Misión San Pedro Mártir de Verona
- Location: Ensenada Municipality, Baja California, Mexico
- Coordinates: 30°47′24″N 115°28′21″W﻿ / ﻿30.79000°N 115.47250°W
- Name as founded: Misión San Pedro Mártir de Verona
- Patron: Saint Peter
- Founded: April 27, 1794
- Founding Order: Dominican
- Native tribe(s) Spanish name(s): Kiliwa

= Misión San Pedro Mártir de Verona =

18th-century Spanish mission in Baja California, Mexico

Mission San Pedro Mártir de Verona (Misión San Pedro Mártir de Verona) was established by the Dominican missionary José Loriente on 27 April 1794, in the Sierra de San Pedro Mártir mountain range in northern Baja California, Mexico.
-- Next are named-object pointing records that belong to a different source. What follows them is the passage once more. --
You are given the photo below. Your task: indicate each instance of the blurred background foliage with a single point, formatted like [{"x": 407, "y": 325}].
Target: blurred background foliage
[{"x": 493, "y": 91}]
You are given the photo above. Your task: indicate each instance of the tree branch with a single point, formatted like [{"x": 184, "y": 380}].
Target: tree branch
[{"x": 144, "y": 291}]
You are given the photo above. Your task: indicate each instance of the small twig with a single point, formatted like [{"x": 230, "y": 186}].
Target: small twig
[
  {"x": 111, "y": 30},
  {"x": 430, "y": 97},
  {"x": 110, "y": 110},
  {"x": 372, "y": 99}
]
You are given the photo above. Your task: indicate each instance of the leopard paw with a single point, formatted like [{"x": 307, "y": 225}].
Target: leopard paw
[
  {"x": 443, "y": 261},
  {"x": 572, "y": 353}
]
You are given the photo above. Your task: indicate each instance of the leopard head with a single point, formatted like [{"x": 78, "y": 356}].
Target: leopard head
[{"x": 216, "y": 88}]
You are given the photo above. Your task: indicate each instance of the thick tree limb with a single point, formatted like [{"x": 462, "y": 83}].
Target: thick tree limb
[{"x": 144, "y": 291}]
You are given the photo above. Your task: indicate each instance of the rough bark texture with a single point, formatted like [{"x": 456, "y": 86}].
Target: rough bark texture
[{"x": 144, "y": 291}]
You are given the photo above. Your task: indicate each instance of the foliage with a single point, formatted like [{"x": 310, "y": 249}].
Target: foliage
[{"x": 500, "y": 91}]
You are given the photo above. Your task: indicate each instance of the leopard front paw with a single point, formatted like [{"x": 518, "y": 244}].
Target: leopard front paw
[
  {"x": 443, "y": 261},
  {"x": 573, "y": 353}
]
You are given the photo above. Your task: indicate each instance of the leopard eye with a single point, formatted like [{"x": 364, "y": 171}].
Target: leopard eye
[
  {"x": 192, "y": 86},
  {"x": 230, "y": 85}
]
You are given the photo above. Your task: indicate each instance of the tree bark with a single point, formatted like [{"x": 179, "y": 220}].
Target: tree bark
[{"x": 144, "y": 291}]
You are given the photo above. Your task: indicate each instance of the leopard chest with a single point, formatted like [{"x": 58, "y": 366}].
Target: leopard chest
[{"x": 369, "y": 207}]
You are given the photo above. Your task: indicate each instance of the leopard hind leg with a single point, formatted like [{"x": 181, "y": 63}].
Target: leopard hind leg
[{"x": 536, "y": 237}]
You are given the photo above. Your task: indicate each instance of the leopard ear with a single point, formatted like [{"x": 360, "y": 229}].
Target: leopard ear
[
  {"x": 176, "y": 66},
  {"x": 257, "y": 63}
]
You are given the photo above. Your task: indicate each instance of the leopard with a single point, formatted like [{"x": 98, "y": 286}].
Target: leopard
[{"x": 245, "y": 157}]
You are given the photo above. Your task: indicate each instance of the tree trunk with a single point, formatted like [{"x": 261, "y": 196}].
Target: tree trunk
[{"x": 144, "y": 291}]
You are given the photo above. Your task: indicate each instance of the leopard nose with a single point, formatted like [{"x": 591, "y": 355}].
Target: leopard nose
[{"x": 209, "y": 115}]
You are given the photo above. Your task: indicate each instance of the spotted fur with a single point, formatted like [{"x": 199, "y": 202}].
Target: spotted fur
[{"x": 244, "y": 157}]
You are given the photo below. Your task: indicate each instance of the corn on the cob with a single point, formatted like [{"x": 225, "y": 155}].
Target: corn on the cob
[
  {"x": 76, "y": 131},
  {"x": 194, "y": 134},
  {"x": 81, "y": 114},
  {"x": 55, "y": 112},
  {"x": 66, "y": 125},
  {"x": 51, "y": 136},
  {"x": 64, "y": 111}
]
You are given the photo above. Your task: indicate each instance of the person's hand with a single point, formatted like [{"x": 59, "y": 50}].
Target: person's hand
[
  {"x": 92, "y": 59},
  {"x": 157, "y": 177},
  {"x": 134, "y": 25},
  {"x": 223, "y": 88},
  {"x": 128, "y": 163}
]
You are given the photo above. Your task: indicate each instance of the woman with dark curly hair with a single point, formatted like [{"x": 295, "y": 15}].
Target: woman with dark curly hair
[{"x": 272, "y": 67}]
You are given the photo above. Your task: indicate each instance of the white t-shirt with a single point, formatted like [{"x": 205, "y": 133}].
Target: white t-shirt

Located above 1,500 meters elevation and far inland, Mission San Pedro Mártir appears to represent an initiative by the Dominicans to extend control over the Kiliwa people who had lived outside the scope of the earlier coastal missions.

The first site of the mission was Casilepe; later in the same year it was relocated to Ajantequedo, about 13 kilometers to the northeast. The date for the closing of the mission is somewhat uncertain, being reported as both 1806 and 1824. The mission's neophytes were relocated to Mission Santo Domingo.

==Conservation==
Archaeological explorations have located possible traces of the first mission site. Foundations and walls survive at the second mission site.